Santé Canada ne teste pas régulièrement les cosmétiques pour contrôler la teneur en substances interdites, contaminants microbiens et métaux lourds - une information qui devrait être soulignée aux consommateurs.

Tout un pan de la composition des cosmétiques passe par ailleurs sous le radar en se cachant sous les dénominations «parfum», «arôme», «fragrance» et «saveur», alors qu'ils pourraient comprendre des composés chimiques inquiétants.

Selon la commissaire, Santé Canada prend par ailleurs trop de temps pour agir lors de déclarations de cosmétiques qui indiquent la présence de substances interdites dans les produits, ce qui pourrait «exposer les consommateurs à des produits dangereux pendant des périodes prolongées».

Elle invite par ailleurs Ottawa à se pencher sur le commerce de cosmétiques en ligne, très peu surveillé, ainsi que sur les produits contrefaits.

En point de presse, la commissaire a cependant voulu rassurer la population, en affirmant qu'elle-même n'a pas peur de se promener dans l'allée des cosmétiques ou d'utiliser des produits de beauté.

N'empêche, pour le député néo-démocrate Nathan Cullen, il ne faut pas prendre les choses à la légère. «Il y a des (produits) chimiques qui peuvent causer le cancer, des allergies.

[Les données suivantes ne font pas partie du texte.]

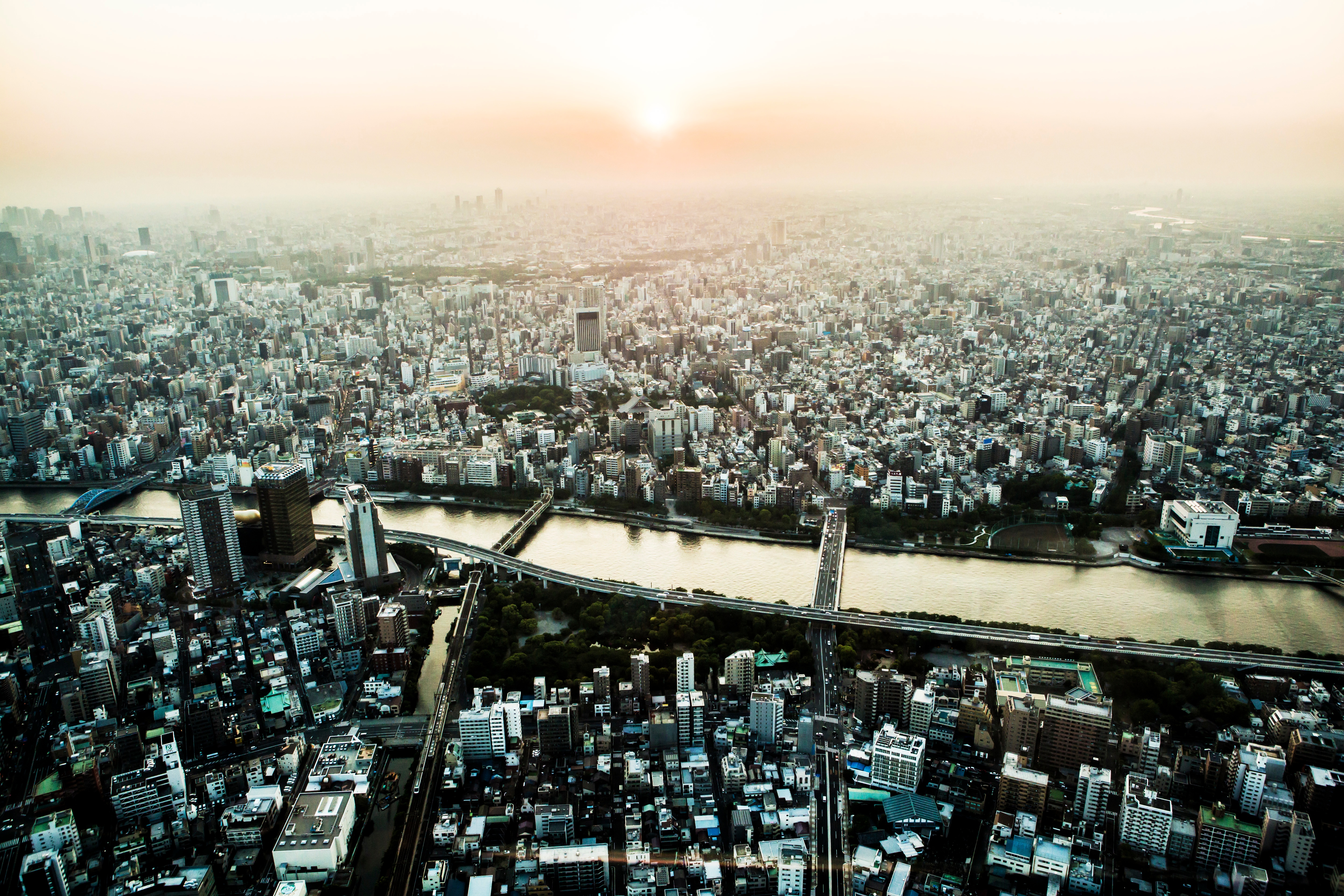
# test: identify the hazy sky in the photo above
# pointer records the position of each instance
(194, 101)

C'est quelque chose de sérieux pour moi», a-t-il signalé.

La ministre de la Santé, Jane Philpott, a assuré qu'elle avait le problème à l'oeil.

«Il y a des milliers de nouveaux produits cosmétiques qui entrent sur le marché canadien chaque année. Ils appartiennent généralement à une catégorie à risque très faible, mais ce que le rapport nous apprend, c'est qu'il y a encore du travail à faire. Les Canadiens doivent être mieux informés», a-t-elle indiqué.